Because of the differences in the ways SPY and RSP are constructed, we would expect to see differences in both their performance and their tracking error relative to their benchmark, the S&P 500 Index. And, in fact, that is what we see.

The graphic below shows that SPY outperformed RSP for the period 2017 through 2021. SPY generated an annualized return of 18.33%. RSP generated an annualized return of 15.48%.

Growth: SPY vs. RSP
Last 5 Years

Data Source: Morningstar

The differences in portfolio construction between SPY and RSP also show up in their tracking errors. Since SPY is constructed very similarly to its benchmark, its tracking error is very low, 0.04. RSP is constructed differently than its benchmark, so its tracking error is higher, 4.89.

Differences in tracking error also show up as stocks are eliminated from a portfolio based on environmental, social, or governance issues. Again, this happens because the holdings of the portfolio and its benchmark become increasingly dissimilar as more stocks are eliminated.

Here’s an example. SPY, which, as we saw, closely tracks the S&P 500 Index, has a not-so-distant cousin, SPDR® 500 Fossil Fuel Reserves Free ETF (SPYX).
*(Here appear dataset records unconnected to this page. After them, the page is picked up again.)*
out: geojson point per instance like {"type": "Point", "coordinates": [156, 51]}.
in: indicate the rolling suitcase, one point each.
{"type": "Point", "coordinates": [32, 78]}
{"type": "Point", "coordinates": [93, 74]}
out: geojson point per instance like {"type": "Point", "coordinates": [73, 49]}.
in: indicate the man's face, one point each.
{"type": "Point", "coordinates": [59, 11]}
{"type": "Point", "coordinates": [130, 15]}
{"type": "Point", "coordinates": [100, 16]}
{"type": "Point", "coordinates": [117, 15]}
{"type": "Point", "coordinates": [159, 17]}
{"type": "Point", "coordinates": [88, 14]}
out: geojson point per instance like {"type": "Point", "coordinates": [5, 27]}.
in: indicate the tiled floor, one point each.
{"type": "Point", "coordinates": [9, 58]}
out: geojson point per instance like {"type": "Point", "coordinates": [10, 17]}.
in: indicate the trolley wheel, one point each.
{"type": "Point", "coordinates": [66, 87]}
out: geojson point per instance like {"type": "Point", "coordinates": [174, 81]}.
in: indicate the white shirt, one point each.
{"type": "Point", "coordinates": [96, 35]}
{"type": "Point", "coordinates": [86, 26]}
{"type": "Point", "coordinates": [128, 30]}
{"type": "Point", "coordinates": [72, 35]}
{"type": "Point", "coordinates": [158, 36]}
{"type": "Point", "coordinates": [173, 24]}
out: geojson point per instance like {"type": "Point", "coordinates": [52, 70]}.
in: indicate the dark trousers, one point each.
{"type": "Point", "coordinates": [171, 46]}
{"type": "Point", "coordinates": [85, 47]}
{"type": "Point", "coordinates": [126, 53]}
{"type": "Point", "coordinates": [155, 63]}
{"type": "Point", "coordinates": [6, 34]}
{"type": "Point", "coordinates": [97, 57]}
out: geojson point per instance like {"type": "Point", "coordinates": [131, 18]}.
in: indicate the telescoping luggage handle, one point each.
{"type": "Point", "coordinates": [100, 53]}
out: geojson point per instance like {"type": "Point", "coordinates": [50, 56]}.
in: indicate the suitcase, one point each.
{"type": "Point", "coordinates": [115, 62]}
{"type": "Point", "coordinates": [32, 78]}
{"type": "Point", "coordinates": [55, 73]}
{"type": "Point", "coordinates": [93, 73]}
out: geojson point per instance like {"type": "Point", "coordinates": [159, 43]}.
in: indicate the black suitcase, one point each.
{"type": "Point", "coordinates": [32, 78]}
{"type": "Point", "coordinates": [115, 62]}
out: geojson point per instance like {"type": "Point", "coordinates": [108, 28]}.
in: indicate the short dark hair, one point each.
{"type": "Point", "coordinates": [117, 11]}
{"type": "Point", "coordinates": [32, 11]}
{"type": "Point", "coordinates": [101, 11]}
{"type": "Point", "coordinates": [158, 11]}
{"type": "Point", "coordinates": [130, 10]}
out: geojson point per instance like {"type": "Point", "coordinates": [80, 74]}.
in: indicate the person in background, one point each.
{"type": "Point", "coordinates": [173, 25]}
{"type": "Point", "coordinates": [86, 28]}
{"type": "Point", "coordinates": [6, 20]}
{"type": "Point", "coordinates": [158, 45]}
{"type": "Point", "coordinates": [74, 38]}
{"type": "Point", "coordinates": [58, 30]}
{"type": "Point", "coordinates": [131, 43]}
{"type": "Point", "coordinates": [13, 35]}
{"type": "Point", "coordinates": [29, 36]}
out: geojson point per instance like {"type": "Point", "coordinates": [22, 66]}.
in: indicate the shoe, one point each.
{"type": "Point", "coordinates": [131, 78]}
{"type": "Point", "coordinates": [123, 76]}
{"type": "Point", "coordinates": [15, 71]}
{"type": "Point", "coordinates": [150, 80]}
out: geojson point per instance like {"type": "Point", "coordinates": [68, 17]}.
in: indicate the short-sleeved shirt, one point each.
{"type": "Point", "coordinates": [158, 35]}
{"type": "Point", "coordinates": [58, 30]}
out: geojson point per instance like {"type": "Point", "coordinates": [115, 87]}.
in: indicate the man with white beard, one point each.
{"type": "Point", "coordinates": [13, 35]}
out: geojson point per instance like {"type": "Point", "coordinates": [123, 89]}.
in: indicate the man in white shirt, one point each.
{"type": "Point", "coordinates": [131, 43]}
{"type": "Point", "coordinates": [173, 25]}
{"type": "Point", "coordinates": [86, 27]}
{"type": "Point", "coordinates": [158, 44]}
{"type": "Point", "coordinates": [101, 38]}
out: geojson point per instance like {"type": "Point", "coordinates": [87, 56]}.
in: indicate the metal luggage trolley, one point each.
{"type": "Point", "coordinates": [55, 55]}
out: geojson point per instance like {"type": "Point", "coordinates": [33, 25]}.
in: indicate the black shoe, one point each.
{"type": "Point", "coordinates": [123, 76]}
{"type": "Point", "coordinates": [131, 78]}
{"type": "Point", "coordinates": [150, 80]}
SPYX is constructed similarly, but eliminates stocks of certain companies involved in the fossil fuel industry.

Over the same 2017 through 2021 period, SPYX had an annualized return of 18.98% compared to 18.33% for SPY. As SPYX’s holdings vary more from the S&P 500 Index than SPY’s holdings, its tracking error is slightly higher at 0.67, compared to 0.04 for SPY.

Growth: SPY vs. SPYX
Last 5 Years

Data Source: Morningstar

The same is true if a portfolio is tax managed. If a portfolio is designed to track an index, but stocks are bought and sold during the year to generate tax losses, tracking error will increase. That is because the holdings of the portfolio and the index will vary as tax losses are harvested.

There is no such thing as a “typical” or “appropriate” amount of tracking error. The acceptable level of tracking error is determined by each investor.

Tracking error is neither good, nor bad. The performance of a portfolio with a 1.0 tracking error to its benchmark can be either higher or lower than the performance of the benchmark. But investors should be aware that they will experience greater tracking error the more the holdings in their portfolios vary from the holdings of the indexes they are trying to track.